Police attacks on journalists in U.S. prompt global condemnation

Police attacks on journalists in U.S. prompt global condemnation
Fecha de publicación: 
6 June 2020
Imagen principal: 

You know something is askew when authoritarian-run Turkey feels emboldened to speak out after a reporter for its public broadcaster TRT was struck by a nonlethal round in Minneapolis.

“Press freedom is the backbone of democracy,” tweeted Fahrettin Altun, a spokesman for the Turkish president, borrowing a phrase the U.S. State Department often uses in tutoring fledgling democracies across the globe.

Obviously, context is due. The United States is not in Turkey’s league — and must never be, if the great American experiment is to endure — when it comes to repression of the press. Turkish President President Recep Tayyip Erdogan has shut down dozens of news outlets and is keeping at least 47 journalists in jail as part of his crackdown on independent scrutiny, according to the Committee to Protect Journalists.

More context: No one would suggest that journalists should expect or deserve a protective shield when they venture into mayhem to get the story. I have the utmost respect for my colleagues who cover these street scenes, especially the photographers who can be targets of lawlessness because of the expensive equipment they carry or a looter’s fear that his or her act is being documented. And often there is little or no time to retreat from wafting tear gas or a stray rubber bullet. Reporting on unrest is a challenge of courage and craftiness.

But, most important, it is not a crime.

Still, the number, severity and geographic breadth of law enforcement arrests and attacks of journalists during the recent wave of demonstrations has startled U.S. media veterans — and attracted worldwide attention. The Guardian has documented 148 such incidents, and in 72% of them the journalists either had visible credentials or had identified themselves as working media.

“I’ve never seen so many incidents with police and reporters simultaneously in different cities,” tweeted Maggie Haberman of the New York Times.

Some of these disturbing scenes have been playing out on live television. CNN viewers watched on May 29 as reporter Omar Jimenez and crew were arrested in Minneapolis. He could not have been more polite or cooperative with the State Patrol even as he was handcuffed without explanation. In the moments before he calmly told troopers: “We can move back to where you like. ... We are live on the air at the moment. ... Just put us back where you want us. We are getting out of your way.”

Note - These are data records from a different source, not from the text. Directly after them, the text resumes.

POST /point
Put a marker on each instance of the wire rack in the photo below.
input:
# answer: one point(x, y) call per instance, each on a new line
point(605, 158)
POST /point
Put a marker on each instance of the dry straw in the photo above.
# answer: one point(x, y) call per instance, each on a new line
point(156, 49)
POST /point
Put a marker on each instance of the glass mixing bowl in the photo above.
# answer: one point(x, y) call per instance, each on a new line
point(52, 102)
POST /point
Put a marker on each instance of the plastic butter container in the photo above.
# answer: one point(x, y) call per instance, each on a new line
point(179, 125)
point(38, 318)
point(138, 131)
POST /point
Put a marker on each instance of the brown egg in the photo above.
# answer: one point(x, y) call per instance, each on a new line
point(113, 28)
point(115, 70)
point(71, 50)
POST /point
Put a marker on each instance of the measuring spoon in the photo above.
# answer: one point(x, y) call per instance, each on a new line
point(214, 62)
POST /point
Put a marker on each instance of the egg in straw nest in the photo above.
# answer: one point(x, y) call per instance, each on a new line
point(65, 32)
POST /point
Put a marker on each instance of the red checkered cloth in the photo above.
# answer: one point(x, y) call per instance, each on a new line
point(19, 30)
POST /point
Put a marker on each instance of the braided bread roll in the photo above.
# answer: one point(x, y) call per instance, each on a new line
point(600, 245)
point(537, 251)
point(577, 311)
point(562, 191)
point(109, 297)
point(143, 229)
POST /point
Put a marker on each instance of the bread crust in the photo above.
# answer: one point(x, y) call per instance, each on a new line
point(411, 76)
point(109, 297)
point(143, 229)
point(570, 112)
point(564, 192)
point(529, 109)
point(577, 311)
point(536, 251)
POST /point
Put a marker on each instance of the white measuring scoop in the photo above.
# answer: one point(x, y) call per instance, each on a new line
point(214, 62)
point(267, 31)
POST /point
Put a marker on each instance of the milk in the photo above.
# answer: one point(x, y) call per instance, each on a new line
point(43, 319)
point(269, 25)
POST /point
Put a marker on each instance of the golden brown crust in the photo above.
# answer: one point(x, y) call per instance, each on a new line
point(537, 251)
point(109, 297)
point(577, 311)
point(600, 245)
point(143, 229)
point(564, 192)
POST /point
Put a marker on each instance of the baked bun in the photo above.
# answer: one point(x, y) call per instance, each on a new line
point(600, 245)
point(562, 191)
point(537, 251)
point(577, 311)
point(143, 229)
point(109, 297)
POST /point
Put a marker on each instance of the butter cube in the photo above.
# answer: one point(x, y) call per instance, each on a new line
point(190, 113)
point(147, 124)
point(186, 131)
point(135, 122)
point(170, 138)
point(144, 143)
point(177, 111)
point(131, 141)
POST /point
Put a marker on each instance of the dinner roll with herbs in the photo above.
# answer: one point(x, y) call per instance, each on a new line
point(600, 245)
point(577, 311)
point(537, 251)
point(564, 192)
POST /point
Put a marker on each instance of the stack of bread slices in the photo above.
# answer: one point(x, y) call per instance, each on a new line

Minnesota Gov. Tim Walz later apologized on air to Jimenez.

An even uglier scene was being beamed live into Australia on Monday as a crowd of protesters was being cleared out of Lafayette Square shortly before President Trump made his infamous walk to St. John’s Church to hold up a Bible for a photo-op. The camera operator was bashed with an officer’s riot shield, knocking his camera to the ground, and another struck the reporter, Amelia Brace, with a baton.

“You heard us yelling there that we were media, but they don’t care,” Brace told viewers.

Australian Prime Minister Scott Morrison asked his country’s embassy to investigate.

“We take mistreatment of journalists seriously, as do all who take democracy seriously,” said Arthur Culvahouse Jr., Australia’s ambassador to the United States. Journalists from Germany, France, Norway, Sweden, Canada and the U.K. also have been arrested or attacked by police during the protests.

Unlike Minnesota’s governor, the Trump White House doesn’t do apologies. Spokeswoman Kayleigh McEnany insisted the officers had “a right to defend themselves,” even though the video showed an act of aggression. Meanwhile, two Park Police officers have been assigned administrative duties while the episode is being reviewed.

The arrest and physical attacks of journalists on American soil has repercussions far beyond our borders. As illustrated by Turkey’s smug reaction, it gives comfort to tyrants elsewhere who then rationalize their suppression of independent journalism by pointing to the scenes in the United States where reporters are detained, roughed up and called “scum,” “fake news” and “enemies of the people” by their president.

Two years ago, I attended a conference of international journalists in Singapore in which Michelle Giuda, a Trump appointee to the State Department, was quoting Thomas Jefferson and calling freedom of the press “a right we hold very near and dear.” Many in the audience, well aware of Trump’s rhetoric and threats to media, openly scoffed at the spin.

Imagine if she tried those sanctimonious lines now.